Yet for all the gags that fall flat and scenes that don’t quite play, there are enough that fuse shock humor and sly moral commentary to combust in your face. I’m thinking of the scene where Tutar, who has swallowed a miniature baby doll atop a cupcake Borat gave her, goes with him to a Christian “women’s health clinic” and asks the earnest evangelical clinician to help her “get rid of this baby my father put in me.” Or the Georgia cotillion at which father and daughter perform a putative Kazakh fertility dance that sends the debutantes — and possibly you — fleeing from the room. (Bakalova, by the way, is very good and game for just about everything.)
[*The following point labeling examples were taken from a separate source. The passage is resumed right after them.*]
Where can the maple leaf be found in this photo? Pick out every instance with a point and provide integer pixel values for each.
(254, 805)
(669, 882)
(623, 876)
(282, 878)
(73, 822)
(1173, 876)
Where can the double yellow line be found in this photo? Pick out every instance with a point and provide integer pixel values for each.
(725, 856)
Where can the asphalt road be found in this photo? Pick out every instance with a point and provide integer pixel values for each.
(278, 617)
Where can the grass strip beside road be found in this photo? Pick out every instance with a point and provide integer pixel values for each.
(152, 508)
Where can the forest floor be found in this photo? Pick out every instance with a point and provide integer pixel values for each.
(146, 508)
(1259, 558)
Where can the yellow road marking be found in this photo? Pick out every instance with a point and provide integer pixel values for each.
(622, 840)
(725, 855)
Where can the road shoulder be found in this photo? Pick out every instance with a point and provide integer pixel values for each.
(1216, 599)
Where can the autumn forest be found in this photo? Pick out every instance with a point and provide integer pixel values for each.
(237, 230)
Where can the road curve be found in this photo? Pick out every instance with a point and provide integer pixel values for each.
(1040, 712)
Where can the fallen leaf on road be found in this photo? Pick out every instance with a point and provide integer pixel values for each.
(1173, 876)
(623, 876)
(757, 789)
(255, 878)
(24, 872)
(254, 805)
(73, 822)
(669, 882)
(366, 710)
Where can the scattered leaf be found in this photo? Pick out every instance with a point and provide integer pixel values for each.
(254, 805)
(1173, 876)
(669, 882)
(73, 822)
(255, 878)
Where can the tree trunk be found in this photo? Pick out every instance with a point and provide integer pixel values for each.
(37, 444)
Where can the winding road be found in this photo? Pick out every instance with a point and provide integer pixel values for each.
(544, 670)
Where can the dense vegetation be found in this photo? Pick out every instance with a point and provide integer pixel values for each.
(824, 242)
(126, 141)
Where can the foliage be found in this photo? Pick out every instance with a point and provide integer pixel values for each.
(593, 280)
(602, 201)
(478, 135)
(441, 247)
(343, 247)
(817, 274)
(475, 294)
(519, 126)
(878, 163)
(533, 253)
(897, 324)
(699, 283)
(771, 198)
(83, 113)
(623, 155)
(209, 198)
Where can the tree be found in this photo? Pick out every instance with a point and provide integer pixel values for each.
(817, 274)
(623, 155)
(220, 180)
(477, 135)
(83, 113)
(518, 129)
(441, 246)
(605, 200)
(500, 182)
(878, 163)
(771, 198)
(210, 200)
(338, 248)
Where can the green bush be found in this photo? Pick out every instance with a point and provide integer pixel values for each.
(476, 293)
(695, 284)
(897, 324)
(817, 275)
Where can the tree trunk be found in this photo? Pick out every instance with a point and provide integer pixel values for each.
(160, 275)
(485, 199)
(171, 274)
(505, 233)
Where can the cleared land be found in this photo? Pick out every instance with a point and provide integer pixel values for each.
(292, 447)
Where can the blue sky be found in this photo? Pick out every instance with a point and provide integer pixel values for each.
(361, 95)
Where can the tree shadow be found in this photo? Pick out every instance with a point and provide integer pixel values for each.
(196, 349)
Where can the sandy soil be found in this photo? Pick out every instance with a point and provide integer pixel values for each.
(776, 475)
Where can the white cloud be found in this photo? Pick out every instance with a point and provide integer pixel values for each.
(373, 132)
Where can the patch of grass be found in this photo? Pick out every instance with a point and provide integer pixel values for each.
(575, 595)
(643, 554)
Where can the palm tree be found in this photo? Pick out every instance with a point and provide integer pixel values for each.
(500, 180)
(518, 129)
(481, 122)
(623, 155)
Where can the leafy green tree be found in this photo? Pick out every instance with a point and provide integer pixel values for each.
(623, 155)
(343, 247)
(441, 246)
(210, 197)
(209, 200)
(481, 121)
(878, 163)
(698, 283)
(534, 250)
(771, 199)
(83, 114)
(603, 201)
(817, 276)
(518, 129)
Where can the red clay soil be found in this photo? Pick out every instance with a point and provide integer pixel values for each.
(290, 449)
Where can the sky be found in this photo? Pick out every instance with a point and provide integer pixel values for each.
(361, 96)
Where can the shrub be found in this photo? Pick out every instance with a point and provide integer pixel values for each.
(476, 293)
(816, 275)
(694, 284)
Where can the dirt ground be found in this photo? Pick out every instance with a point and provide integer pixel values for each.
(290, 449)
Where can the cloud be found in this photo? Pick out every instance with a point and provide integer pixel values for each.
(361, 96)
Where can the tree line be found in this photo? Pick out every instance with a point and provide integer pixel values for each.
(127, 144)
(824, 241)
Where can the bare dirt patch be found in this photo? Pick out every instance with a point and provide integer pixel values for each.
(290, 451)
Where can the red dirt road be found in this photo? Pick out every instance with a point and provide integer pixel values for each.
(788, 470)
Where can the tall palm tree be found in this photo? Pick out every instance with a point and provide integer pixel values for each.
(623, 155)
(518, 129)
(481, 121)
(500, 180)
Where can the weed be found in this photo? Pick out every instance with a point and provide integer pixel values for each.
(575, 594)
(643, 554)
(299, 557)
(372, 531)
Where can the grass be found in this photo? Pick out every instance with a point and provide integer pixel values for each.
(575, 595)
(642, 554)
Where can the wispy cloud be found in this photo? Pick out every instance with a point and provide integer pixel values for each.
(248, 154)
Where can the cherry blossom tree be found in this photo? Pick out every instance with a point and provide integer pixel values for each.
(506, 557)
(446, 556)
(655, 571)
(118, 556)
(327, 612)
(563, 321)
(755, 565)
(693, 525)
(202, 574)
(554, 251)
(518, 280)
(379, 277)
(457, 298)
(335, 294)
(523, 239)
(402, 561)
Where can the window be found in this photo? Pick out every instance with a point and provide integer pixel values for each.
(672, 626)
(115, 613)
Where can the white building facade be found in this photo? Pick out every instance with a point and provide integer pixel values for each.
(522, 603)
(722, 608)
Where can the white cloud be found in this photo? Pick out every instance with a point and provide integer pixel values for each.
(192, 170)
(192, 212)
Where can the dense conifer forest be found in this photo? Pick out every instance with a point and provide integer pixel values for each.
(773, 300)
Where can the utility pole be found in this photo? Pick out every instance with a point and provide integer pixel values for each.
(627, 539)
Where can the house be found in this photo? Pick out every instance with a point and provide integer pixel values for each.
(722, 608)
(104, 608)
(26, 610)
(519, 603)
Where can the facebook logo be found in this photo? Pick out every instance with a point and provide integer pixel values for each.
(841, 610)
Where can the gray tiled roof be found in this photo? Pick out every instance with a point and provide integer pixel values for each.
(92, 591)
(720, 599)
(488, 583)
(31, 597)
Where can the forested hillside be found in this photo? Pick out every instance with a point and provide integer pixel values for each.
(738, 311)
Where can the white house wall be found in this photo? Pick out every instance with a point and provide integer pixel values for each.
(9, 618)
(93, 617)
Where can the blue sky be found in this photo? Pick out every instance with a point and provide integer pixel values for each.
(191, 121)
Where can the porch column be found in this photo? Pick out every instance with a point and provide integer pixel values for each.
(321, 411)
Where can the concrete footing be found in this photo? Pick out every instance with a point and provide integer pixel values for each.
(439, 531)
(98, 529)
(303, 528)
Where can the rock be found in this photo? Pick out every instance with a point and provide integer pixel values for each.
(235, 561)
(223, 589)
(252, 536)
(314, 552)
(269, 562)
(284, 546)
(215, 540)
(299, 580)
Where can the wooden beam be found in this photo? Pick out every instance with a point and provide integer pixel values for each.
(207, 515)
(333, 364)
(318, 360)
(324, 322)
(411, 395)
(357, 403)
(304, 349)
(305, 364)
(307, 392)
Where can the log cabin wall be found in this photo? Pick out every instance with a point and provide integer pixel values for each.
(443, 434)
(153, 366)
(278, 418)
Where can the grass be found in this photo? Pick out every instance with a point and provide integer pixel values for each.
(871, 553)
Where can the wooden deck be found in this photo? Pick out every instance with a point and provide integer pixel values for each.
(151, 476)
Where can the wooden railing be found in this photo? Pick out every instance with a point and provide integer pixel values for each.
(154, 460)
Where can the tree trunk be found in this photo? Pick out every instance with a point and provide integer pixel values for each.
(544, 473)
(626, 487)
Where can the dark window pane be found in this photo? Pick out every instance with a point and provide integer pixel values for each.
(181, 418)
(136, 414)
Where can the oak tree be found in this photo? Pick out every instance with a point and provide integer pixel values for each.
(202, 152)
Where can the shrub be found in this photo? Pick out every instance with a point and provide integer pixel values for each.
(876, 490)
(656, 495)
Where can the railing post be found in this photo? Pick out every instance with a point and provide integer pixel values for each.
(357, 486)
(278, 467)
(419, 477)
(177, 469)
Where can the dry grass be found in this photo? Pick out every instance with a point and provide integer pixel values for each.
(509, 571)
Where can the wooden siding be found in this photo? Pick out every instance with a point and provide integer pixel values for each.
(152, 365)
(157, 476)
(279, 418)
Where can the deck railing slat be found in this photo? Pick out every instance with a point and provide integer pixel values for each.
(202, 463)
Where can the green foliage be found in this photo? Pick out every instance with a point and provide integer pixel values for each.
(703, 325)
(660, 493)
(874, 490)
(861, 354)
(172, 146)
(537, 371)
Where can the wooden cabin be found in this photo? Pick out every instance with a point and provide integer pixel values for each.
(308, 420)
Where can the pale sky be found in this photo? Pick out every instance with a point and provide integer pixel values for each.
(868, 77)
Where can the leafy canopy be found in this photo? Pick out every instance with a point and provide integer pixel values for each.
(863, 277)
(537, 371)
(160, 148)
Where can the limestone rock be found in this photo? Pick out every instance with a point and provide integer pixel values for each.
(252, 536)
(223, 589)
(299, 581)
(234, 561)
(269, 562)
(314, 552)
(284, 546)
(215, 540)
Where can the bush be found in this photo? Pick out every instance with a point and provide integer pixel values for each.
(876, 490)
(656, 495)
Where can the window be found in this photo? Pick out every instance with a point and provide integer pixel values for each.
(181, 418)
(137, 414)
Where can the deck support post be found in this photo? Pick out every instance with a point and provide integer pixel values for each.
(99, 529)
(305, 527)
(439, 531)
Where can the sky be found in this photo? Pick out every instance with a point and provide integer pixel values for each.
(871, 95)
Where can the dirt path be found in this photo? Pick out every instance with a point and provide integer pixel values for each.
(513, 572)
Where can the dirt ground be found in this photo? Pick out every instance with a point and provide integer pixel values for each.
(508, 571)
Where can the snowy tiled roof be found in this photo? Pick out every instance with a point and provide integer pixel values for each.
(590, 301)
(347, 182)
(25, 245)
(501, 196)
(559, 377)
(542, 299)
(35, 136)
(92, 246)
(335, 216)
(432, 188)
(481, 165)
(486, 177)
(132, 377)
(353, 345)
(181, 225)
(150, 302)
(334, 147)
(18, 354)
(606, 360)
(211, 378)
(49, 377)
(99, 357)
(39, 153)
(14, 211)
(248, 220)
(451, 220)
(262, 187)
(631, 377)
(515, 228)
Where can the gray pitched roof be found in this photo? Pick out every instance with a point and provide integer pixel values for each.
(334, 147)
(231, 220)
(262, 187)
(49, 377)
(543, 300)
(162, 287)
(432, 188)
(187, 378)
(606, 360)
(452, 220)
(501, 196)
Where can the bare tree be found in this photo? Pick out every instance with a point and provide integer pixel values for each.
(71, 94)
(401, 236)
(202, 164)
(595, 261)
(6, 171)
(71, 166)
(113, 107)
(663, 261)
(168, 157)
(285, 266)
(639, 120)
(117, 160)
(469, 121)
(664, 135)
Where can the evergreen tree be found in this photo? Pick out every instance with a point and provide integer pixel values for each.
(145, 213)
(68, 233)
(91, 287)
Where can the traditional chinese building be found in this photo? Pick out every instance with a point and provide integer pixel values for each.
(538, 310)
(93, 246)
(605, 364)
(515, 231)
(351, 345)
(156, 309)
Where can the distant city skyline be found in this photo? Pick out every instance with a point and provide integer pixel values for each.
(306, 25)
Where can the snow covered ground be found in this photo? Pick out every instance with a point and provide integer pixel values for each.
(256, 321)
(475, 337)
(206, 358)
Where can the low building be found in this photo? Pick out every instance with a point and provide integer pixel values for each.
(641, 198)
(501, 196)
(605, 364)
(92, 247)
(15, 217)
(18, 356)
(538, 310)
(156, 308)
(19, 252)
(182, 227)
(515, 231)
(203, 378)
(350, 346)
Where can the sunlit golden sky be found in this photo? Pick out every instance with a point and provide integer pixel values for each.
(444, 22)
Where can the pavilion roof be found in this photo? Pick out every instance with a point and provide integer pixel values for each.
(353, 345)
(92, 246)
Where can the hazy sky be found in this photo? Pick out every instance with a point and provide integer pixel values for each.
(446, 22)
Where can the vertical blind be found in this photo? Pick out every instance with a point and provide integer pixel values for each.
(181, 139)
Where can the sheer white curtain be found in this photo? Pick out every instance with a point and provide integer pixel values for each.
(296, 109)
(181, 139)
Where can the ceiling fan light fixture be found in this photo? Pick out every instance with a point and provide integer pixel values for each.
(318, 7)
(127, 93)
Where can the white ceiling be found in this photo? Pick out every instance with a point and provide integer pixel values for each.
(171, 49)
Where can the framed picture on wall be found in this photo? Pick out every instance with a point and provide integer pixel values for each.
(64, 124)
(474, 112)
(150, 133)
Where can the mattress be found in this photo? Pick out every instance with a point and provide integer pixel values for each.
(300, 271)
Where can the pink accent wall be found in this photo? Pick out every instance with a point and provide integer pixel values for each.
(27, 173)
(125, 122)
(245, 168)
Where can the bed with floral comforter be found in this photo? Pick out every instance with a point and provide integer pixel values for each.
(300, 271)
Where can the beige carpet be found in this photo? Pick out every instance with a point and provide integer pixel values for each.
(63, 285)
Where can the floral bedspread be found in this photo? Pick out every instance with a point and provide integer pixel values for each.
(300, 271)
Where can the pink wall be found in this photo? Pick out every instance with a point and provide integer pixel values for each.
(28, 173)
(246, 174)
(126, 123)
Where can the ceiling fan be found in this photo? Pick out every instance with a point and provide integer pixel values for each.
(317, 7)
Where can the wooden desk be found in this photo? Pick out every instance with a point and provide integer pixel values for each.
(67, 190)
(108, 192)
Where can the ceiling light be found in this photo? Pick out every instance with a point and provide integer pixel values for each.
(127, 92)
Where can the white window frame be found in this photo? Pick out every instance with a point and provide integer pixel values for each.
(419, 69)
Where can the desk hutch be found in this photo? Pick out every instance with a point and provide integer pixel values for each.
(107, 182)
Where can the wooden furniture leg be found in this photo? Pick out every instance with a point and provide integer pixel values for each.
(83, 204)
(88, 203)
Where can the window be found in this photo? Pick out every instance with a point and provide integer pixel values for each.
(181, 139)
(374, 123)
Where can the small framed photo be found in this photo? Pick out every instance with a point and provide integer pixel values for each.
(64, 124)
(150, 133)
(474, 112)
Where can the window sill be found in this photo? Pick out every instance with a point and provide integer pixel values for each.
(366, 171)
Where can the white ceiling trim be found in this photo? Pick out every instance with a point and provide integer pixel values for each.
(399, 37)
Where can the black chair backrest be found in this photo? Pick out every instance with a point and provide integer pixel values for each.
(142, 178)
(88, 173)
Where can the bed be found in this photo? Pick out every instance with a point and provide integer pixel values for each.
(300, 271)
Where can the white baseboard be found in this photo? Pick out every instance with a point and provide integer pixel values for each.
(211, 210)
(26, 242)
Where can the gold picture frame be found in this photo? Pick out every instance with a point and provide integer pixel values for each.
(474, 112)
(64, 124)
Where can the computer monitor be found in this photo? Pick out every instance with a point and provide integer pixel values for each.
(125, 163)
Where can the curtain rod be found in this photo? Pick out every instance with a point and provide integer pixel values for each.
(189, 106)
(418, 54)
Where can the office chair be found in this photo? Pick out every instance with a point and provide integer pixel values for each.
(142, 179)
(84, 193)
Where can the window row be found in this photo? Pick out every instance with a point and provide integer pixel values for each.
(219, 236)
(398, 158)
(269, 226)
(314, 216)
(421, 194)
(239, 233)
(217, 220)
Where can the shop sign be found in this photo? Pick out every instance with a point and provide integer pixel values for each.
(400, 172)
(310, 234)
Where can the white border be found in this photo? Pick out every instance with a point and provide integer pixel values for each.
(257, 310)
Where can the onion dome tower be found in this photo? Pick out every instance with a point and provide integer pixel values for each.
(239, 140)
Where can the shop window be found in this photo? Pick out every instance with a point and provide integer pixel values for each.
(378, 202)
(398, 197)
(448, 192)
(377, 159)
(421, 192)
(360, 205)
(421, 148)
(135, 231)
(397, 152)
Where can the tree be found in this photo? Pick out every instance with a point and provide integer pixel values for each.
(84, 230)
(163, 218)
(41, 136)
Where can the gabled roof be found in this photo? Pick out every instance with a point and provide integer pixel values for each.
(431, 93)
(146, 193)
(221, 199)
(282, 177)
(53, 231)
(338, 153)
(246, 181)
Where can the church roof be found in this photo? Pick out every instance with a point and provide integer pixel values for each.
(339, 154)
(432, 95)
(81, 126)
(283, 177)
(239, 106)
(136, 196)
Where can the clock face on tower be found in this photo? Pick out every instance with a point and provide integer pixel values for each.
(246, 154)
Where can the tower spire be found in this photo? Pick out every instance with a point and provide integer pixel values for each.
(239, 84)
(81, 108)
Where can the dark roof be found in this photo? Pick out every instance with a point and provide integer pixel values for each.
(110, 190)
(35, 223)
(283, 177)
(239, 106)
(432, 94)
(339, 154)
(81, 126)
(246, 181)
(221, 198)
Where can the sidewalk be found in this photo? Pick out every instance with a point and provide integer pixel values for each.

Or: the icing on the movie’s cake, a sequence in which a made-over Tutar interviews Rudolph Giuliani in a hotel room, hoping the former New York mayor is in the market for a child bride. (“Stick to marrying your cousin,” growls the protective Borat to Giuliani.) The scene skirts queasily around the flirtatious; Giuliani later told a reporter that Cohen “didn’t get me,” and he didn’t, or not the way one might hope in the darker corners of one’s heart. For the lighter corners, Borat encounters a lovely old lady in a synagogue who reminds him the Holocaust happened (she was there; the movie’s dedicated to her); an amusingly no-nonsense woman who talks Tutar out of getting breast implants and declines to be Borat’s “new Black wife”; and Tom Hanks as himself.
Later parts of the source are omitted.